A l'autre bout de la pièce, l'armure, des reflets de flammes sur la cuirasse, posa la main sur son épée.
— Retourne t'asseoir.
Les jambes de Blondin avançaient sur le sol lisse, ankylosées. La voix derrière le métal, il essaya de l'ignorer. C'était celle de l'homme qui avait failli l'étouffer.
— Morveux, retourne t'asseoir, gronda-t-il.
— Monsieur l'armure, j'avance plus sur mon plan. J'ai des questions, mais Sa Majesté est pas là. Peut-être que toi tu peux répondre.
Blondin s'arrêta au centre de la pièce. En face, la main se desserra légèrement de l'arme.
Gagné.
— Un des livres parle d'une grande puissance confiée aux mortels, continua Blondin d'un ton monocorde. Qu'est-ce que c'est ?
— Encore un livre de l'Ordre, marmonna l'autre. Ils parlent de l'Angevert.
— Dans ce cas, est-ce que je peux voir l'Angevert ?
L'armure se fendit d'un rire en écho.
— Tu remarques beaucoup de choses, morveux. Mais tu ne sembles pas réaliser à quel point cette gamine est protégée.
— Comment ça ?
— L'Ordre, l'armée, la royauté, même le peuple, pour peu qu'il croie à ces bêtises de religion. Tout le monde a une main tendue vers elle.
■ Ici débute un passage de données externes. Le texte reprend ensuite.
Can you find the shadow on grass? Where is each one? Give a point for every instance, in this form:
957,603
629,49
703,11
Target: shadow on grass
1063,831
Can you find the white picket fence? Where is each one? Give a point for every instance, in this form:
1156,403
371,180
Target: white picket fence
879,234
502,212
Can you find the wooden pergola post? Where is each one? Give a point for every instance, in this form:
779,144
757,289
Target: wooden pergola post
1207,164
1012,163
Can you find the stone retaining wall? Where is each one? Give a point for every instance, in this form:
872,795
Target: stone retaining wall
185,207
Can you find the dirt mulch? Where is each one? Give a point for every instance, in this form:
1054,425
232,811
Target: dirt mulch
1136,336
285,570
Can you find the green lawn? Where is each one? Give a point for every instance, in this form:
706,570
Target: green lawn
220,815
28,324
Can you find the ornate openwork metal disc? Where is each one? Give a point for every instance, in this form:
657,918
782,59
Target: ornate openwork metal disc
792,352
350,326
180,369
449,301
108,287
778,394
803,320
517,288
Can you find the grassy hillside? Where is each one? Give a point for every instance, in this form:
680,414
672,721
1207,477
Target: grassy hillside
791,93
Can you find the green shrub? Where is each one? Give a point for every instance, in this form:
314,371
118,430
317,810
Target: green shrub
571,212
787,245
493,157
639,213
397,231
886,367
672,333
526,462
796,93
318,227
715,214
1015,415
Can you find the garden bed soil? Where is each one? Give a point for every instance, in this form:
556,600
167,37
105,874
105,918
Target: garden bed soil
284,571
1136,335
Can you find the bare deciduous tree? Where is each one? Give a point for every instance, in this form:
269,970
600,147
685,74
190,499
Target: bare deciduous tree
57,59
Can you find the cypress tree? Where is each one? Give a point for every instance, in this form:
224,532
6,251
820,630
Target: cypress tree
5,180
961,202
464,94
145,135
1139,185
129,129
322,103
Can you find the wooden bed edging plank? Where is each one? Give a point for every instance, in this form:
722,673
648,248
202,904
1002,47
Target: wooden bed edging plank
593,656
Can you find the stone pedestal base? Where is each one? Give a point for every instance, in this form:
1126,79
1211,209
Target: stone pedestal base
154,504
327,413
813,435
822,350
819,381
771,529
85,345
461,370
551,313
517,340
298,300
L'homme semblait plus amer, peut-être parce que Blondin restait parfaitement immobile. Il réfléchissait. Quelqu'un qui convoitait ce nourrisson aurait tout intérêt à prendre ses distances une fois mis la main dessus. Il commença à comprendre pourquoi Sa Majesté était dans la chambre cette nuit-là, pourquoi il avait été si intéressé qu'il lui parle d'Utopie. Cette île, pour ce que Blondin en savait, était plutôt autonome. La terre d'asile parfaite pour un fuyard, beaucoup de gens d'En-Bas s'étaient d'ailleurs lancés dans le voyage.
Ses poings serrèrent de nouveau la chemise. S'il avait su, il aurait fomenté ce plan de fuite pour lui et Chauvette. De plus, s'il ne se trompait pas, il avait un concurrent de taille.
— La puissance de l'Angevert, fit-il à mi-voix, qu'est-ce qu'elle peut faire ?
— Je ne suis pas sûr que cette réponse te soit utile pour tes plans, releva l'autre à raison.
— Nos adversaires la possèdent peut-être.
Il se tut avant de trop en dire. L'idée sembla tourner dans la tête de l'armure, tête imbécile.
— L'Angevert maîtrise le temps, confia-t-il finalement. Sa magie peut arrêter une montre de tourner ou réduire un homme en cendre. Elle remonte le développement des maladies, elle soigne, elle rallonge la vie.
La respiration de Blondin se coupa.
— Mais pourquoi est-ce que les gens ne peuvent pas tous l'avoir ? articula-t-il sans réfléchir.
— Parce que certains ont beaucoup de pouvoir dans cet ordre du monde, cracha soudain l'armure. Ils éloignent les autres de l'Angevert pour mieux asseoir leur domination.
Blondin esquissa un pas en arrière. L'homme s'agitait, les flammes dansèrent de plus belle sur le métal.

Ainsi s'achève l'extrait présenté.